Chauvin’s attorney, Eric Nelson, claimed that Waters’s remarks could be seen as jury intimidation while arguing for a mistrial, describing the congresswoman as “threatening acts of violence in relation to this specific case” and claiming that the Chauvin trial coverage has been so pervasive, it is impossible for the jurors not to have been “tainted” by it.
And while Judge Peter Cahill denied the motion for mistrial, he did say this: “I’ll give you that Congresswoman Waters may have given you something on appeal that may result in this whole trial being overturned.”
The judge also called out politicians who have continued to publicly comment on the Chauvin trial in an “abhorrent” and “disrespectful” manner.
“I wish elected officials would stop talking about this case, especially in a manner that is disrespectful to the rule of law and to the judicial branch and our function,” he said, putting emphasis on “talking.”
He called on politicians to “respect their coequal branch of government,” and called their failure to do so “abhorrent.”
But he then also seemed to contradict himself by saying that he didn’t think Waters had prejudiced the jurors in this case. “They have been told not to watch the news, [and] I trust they have been following those instructions,” he said. “A congresswoman’s opinion really doesn’t matter a whole lot,” he concluded, denying the defense’s motion for a mistrial.
That raised questions on social media, where some asked why Waters was being singled out when plenty of other notable people have been commenting publicly on the Chauvin trial.
Waters clarified to theGrio that her remarks about being “confrontational” were about “confronting the justice system, confronting the policing that’s going on,” she said, noting that her own approach is “nonviolent.”
“I’m talking about speaking up,” she added. “I’m talking about legislation.
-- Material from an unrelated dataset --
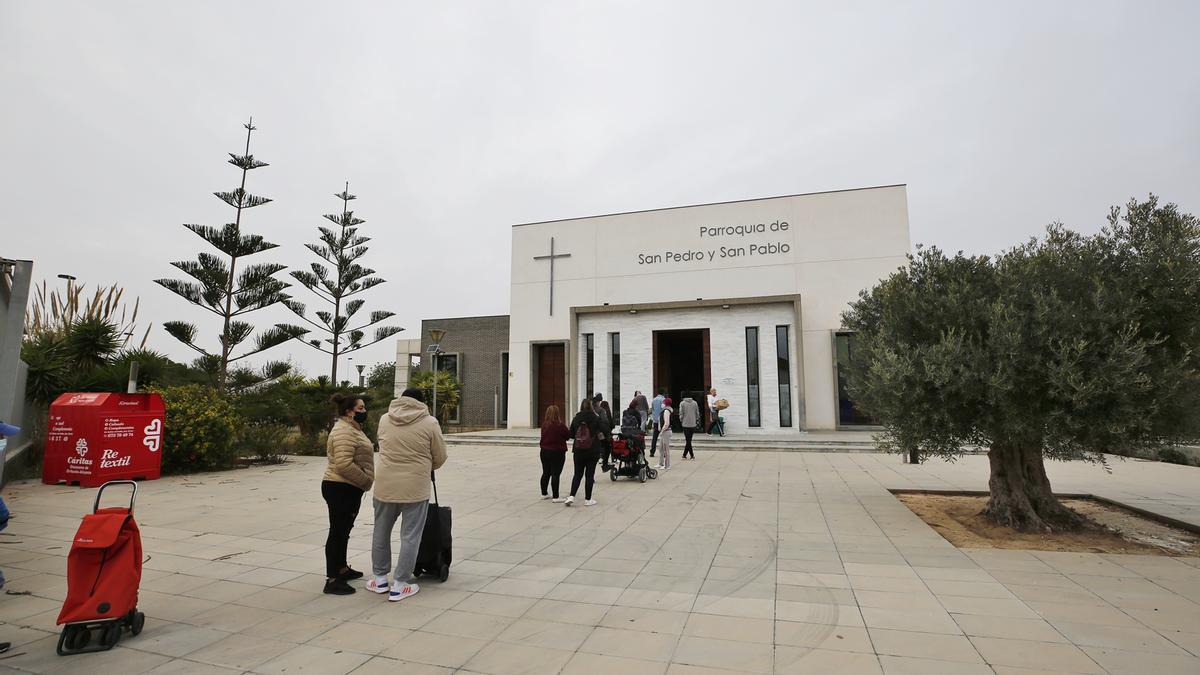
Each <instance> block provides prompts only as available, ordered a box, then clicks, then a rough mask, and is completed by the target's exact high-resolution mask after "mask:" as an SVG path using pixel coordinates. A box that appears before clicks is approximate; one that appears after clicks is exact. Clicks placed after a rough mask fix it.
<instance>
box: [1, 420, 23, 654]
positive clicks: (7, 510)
mask: <svg viewBox="0 0 1200 675" xmlns="http://www.w3.org/2000/svg"><path fill="white" fill-rule="evenodd" d="M17 434H20V428H19V426H13V425H11V424H5V423H2V422H0V462H4V461H5V453H7V450H8V448H7V446H8V437H10V436H16V435H17ZM0 466H2V465H0ZM6 527H8V506H7V504H5V503H4V498H2V497H0V531H2V530H4V528H6ZM0 589H4V572H0ZM11 646H12V643H0V653H4V652H6V651H8V647H11Z"/></svg>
I’m talking about elected officials doing what needs to be done to control their budgets and to pass legislation.”
The jury of six white people and six Black or multiracial people was sent off to begin deliberating Monday after nearly a full day of closing arguments. Chauvin, 45, is charged with second-degree murder, third-degree murder and second-degree manslaughter. All three charges require the jury to conclude that Chauvin’s actions were a “substantial causal factor” in Floyd’s death and that his use of force was unreasonable, the Associated Press reported.
The most serious charge carries a penalty of up to 40 years in prison.